While there was really no singer quite like Wilson Pickett before or after his time, one can see his singing, as well as the songs he wrote as some of the most important in the progression of music in many fronts. Ignoring the trend to make things sound smooth, Pickett let loose with all his power, and across the decades and genres, this approach has influenced countless other performers. Though he had already scored a handful of hits with his former group, as well as working as solo performer, there is perhaps no song in his catalog that compares to his approach and sound on "In The Midnight Hour." The fact that a member of The Funk Brothers was part of the writing team for the song rings clear, as the band plays with a power and passion that is unlike any other of their recordings, and this is likely due to the fact that Cropper "knew" how to make his bandmates sound best.

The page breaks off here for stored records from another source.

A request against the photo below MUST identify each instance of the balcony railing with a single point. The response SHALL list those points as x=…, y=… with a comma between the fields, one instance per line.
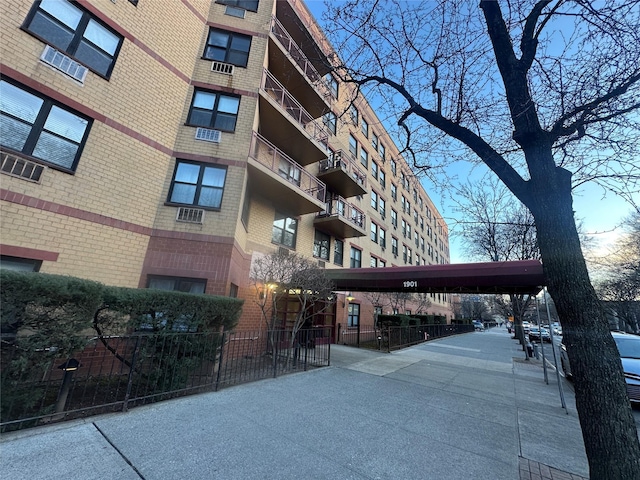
x=340, y=159
x=281, y=95
x=339, y=207
x=267, y=154
x=301, y=59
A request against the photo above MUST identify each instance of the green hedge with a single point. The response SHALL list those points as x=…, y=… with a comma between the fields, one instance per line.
x=45, y=311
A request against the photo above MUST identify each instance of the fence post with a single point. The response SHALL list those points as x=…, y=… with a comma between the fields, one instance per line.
x=125, y=404
x=220, y=355
x=306, y=348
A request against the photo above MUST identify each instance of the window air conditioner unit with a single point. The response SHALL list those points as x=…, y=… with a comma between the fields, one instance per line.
x=18, y=167
x=208, y=135
x=220, y=67
x=190, y=215
x=66, y=65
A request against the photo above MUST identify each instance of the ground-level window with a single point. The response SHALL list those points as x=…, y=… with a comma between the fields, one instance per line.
x=35, y=125
x=20, y=264
x=198, y=184
x=285, y=230
x=177, y=284
x=353, y=318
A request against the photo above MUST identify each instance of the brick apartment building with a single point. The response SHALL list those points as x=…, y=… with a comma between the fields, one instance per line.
x=163, y=144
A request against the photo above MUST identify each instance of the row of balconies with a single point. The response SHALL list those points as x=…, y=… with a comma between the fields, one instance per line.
x=291, y=187
x=291, y=128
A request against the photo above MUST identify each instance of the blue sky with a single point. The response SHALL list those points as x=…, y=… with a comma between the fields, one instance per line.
x=600, y=216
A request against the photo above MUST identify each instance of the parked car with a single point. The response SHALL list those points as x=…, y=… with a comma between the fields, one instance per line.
x=536, y=334
x=629, y=349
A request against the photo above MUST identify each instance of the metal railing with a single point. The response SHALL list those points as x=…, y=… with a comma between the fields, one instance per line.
x=116, y=373
x=316, y=130
x=396, y=337
x=338, y=206
x=339, y=159
x=296, y=54
x=267, y=154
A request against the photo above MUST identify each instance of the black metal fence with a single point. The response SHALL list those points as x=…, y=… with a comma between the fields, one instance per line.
x=396, y=337
x=116, y=373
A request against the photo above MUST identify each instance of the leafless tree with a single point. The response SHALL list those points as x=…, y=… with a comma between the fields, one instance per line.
x=546, y=95
x=498, y=228
x=278, y=278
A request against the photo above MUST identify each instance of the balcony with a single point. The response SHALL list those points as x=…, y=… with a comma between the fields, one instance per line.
x=341, y=219
x=291, y=66
x=342, y=176
x=288, y=125
x=286, y=183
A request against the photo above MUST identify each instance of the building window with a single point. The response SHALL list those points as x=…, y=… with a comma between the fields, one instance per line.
x=227, y=47
x=374, y=232
x=285, y=230
x=330, y=121
x=20, y=264
x=75, y=32
x=353, y=146
x=353, y=318
x=214, y=110
x=365, y=128
x=251, y=5
x=321, y=245
x=338, y=249
x=39, y=127
x=356, y=258
x=353, y=112
x=332, y=83
x=197, y=184
x=177, y=284
x=364, y=157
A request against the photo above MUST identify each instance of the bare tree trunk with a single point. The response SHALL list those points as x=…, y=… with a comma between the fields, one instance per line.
x=601, y=398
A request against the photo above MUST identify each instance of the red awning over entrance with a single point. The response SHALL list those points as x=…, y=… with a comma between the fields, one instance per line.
x=523, y=276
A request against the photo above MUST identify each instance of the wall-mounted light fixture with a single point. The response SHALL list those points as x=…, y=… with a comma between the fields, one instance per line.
x=348, y=299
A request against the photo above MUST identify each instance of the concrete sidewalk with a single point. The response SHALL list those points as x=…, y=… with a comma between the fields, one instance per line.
x=455, y=408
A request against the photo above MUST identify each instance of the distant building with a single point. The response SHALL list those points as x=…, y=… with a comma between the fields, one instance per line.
x=163, y=144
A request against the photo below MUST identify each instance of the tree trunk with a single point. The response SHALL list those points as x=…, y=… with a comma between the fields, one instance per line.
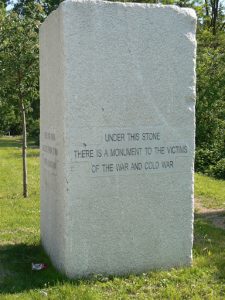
x=24, y=151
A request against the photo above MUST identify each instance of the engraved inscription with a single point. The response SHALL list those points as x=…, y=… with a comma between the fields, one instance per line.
x=131, y=151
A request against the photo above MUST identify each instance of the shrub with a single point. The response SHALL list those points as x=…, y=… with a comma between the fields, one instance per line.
x=34, y=132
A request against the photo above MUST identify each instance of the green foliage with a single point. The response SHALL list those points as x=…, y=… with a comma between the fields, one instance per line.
x=204, y=158
x=18, y=69
x=211, y=191
x=219, y=169
x=34, y=132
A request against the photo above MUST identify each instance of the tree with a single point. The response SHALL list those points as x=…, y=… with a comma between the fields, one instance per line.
x=19, y=71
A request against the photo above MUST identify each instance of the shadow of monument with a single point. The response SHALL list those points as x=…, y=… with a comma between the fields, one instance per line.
x=16, y=274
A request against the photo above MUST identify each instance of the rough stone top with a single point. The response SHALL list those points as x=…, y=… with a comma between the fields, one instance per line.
x=180, y=10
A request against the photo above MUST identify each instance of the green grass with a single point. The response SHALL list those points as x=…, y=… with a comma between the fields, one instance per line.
x=20, y=246
x=211, y=191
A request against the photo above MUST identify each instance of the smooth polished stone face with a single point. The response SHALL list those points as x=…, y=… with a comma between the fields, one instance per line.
x=117, y=137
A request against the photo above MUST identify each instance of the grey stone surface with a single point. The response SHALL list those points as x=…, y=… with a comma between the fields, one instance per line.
x=117, y=136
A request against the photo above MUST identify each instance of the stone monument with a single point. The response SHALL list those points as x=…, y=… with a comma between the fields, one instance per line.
x=117, y=136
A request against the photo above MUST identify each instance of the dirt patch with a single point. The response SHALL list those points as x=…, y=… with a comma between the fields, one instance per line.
x=216, y=216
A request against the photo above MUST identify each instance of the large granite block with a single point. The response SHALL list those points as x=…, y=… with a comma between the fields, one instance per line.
x=117, y=136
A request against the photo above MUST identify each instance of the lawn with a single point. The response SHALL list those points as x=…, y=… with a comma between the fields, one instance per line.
x=20, y=246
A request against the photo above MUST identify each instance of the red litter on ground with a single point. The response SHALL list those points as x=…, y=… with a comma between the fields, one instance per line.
x=38, y=267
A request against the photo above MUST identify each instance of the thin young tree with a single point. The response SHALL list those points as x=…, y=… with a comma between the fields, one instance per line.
x=19, y=71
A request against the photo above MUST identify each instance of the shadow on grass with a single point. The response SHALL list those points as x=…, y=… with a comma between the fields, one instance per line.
x=209, y=242
x=17, y=275
x=216, y=217
x=17, y=259
x=6, y=142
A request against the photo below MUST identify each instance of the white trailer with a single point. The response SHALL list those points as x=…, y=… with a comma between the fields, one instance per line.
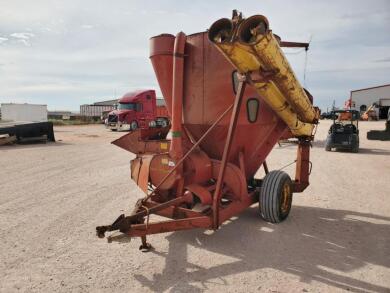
x=23, y=112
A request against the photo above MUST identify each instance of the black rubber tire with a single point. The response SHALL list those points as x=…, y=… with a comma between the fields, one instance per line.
x=270, y=198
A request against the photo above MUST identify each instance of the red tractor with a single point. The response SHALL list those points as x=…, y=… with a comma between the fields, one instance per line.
x=138, y=109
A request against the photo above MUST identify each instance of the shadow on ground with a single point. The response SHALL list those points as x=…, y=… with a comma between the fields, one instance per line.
x=31, y=145
x=314, y=244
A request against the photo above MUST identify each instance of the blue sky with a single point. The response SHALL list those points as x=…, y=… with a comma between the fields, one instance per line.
x=67, y=53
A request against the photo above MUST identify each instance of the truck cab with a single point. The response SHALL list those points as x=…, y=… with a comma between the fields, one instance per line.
x=136, y=110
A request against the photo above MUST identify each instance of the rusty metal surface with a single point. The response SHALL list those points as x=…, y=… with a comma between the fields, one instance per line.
x=205, y=174
x=208, y=90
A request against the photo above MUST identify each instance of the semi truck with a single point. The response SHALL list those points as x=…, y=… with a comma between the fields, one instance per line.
x=138, y=109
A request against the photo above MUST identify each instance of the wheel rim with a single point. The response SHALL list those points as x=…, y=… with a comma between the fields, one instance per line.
x=286, y=194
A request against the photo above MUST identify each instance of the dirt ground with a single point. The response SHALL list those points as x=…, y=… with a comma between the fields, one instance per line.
x=52, y=196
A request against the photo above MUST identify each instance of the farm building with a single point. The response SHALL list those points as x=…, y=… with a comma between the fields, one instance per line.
x=362, y=99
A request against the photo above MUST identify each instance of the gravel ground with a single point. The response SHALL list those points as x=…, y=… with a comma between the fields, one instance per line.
x=52, y=196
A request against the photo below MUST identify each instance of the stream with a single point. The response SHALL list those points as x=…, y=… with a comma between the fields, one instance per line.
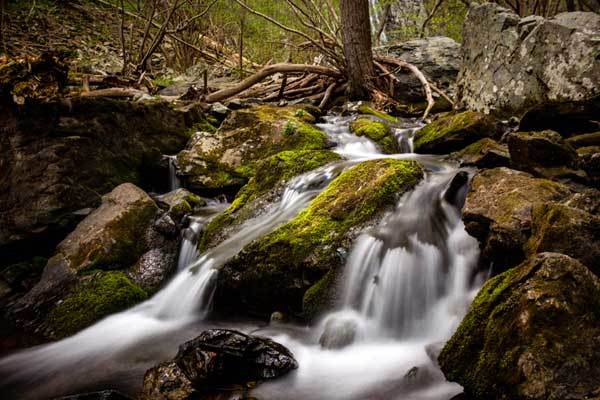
x=407, y=284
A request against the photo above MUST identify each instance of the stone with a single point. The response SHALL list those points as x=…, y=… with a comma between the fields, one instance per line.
x=567, y=230
x=531, y=333
x=497, y=212
x=293, y=268
x=512, y=64
x=454, y=131
x=485, y=153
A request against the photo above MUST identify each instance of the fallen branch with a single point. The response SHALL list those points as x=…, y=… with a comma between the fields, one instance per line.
x=267, y=71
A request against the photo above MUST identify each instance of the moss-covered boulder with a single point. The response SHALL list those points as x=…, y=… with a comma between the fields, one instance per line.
x=485, y=153
x=454, y=131
x=377, y=131
x=531, y=333
x=567, y=230
x=95, y=297
x=265, y=187
x=498, y=208
x=274, y=272
x=226, y=159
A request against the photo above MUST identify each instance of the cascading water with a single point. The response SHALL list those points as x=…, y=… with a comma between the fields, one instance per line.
x=406, y=286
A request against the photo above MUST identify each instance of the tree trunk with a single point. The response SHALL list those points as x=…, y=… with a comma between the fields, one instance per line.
x=356, y=36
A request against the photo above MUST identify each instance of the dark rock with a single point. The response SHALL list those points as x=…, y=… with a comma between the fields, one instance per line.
x=567, y=230
x=531, y=333
x=511, y=64
x=454, y=131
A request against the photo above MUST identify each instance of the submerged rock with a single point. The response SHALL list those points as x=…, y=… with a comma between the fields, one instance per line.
x=454, y=131
x=217, y=357
x=511, y=64
x=275, y=271
x=531, y=333
x=226, y=159
x=377, y=131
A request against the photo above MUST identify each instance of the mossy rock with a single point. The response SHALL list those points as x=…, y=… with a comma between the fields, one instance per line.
x=97, y=296
x=274, y=272
x=378, y=132
x=270, y=174
x=531, y=333
x=454, y=131
x=226, y=158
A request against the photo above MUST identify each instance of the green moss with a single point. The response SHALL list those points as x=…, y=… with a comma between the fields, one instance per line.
x=366, y=109
x=378, y=132
x=454, y=131
x=100, y=295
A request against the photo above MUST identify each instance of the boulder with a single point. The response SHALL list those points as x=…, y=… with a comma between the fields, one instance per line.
x=57, y=158
x=438, y=57
x=215, y=358
x=378, y=132
x=225, y=159
x=531, y=333
x=454, y=131
x=567, y=230
x=264, y=188
x=497, y=212
x=485, y=153
x=511, y=64
x=277, y=271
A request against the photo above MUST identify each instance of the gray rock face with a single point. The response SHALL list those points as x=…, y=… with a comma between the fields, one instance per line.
x=511, y=64
x=439, y=58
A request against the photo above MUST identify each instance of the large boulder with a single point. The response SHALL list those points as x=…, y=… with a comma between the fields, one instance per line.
x=511, y=64
x=532, y=333
x=438, y=57
x=215, y=358
x=454, y=131
x=293, y=268
x=58, y=157
x=498, y=210
x=225, y=159
x=87, y=277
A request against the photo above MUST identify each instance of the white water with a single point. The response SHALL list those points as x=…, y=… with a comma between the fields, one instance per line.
x=407, y=285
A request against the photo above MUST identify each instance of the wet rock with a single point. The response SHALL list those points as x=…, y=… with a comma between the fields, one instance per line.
x=545, y=154
x=288, y=269
x=58, y=157
x=531, y=333
x=454, y=131
x=567, y=230
x=511, y=64
x=485, y=153
x=224, y=160
x=498, y=209
x=166, y=381
x=215, y=358
x=438, y=57
x=378, y=132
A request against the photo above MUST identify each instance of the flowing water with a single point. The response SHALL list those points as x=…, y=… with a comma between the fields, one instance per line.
x=407, y=284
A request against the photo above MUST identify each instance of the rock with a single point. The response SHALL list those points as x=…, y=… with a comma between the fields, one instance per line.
x=57, y=157
x=531, y=333
x=511, y=64
x=102, y=395
x=454, y=131
x=438, y=57
x=544, y=154
x=567, y=230
x=498, y=208
x=485, y=153
x=215, y=358
x=275, y=271
x=263, y=189
x=166, y=382
x=224, y=160
x=378, y=132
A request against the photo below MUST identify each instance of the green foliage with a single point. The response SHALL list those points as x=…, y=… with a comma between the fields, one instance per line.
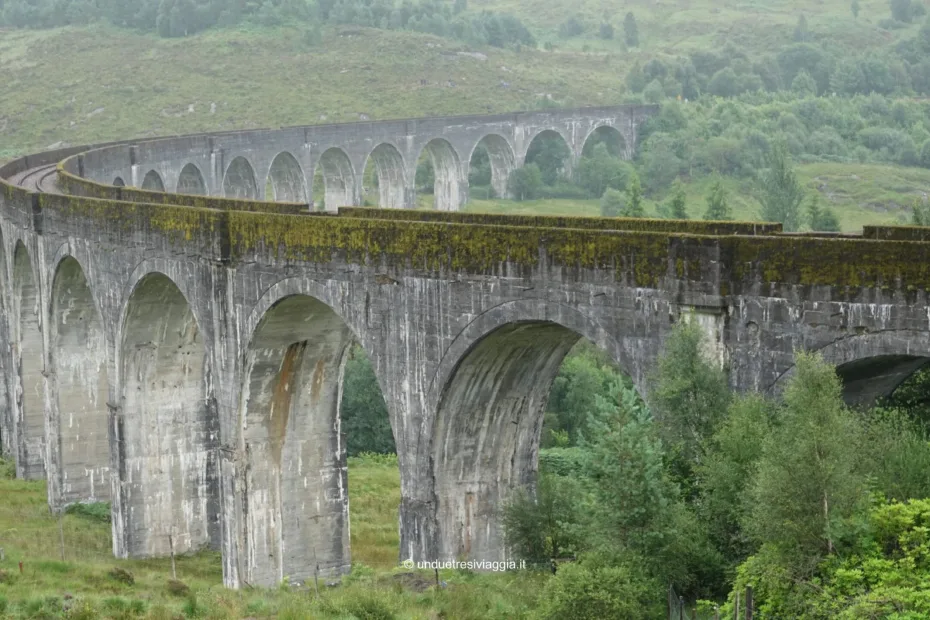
x=630, y=30
x=525, y=183
x=717, y=206
x=594, y=589
x=821, y=218
x=809, y=482
x=364, y=414
x=779, y=190
x=613, y=203
x=540, y=526
x=94, y=511
x=634, y=198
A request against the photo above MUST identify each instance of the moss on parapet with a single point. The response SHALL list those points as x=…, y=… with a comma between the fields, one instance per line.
x=897, y=233
x=693, y=227
x=847, y=262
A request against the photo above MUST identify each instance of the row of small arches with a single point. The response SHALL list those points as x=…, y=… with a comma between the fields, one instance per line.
x=286, y=181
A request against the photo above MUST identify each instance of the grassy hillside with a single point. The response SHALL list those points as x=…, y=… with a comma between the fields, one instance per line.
x=82, y=585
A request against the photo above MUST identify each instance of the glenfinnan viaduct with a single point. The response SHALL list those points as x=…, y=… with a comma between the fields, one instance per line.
x=173, y=335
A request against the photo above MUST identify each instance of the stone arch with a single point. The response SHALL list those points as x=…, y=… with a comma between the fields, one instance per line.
x=239, y=180
x=563, y=167
x=871, y=365
x=167, y=428
x=503, y=161
x=490, y=392
x=450, y=187
x=296, y=498
x=79, y=386
x=338, y=179
x=389, y=168
x=612, y=137
x=29, y=393
x=287, y=180
x=153, y=182
x=190, y=181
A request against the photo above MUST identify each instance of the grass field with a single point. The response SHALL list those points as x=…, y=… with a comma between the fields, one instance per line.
x=82, y=586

The Funk Brothers burn across "In The Midnight Hour," bringing an amazing, irresistible swing to the gritty, funky sound that is led by the almost over-blown horn section. It is this aspect of the music that made the song an undeniable dancehall smash, as even to this day, the song can ignite a room as soon as the opening notes are heard. As the track progresses, one is left to wonder if it is Pickett's inspired singing that is pushing the band to greater heights, or if the sensational performance of The Funk Brothers is the very source of Pickett's uncanny execution of the vocals. Regardless of which was the cause, there is simply no denying the power and energy behind the song, and it is a majority of the reason why more than four decades later, there are few songs that can compare to Wilson Pickett's 1965 single, "In The Midnight Hour."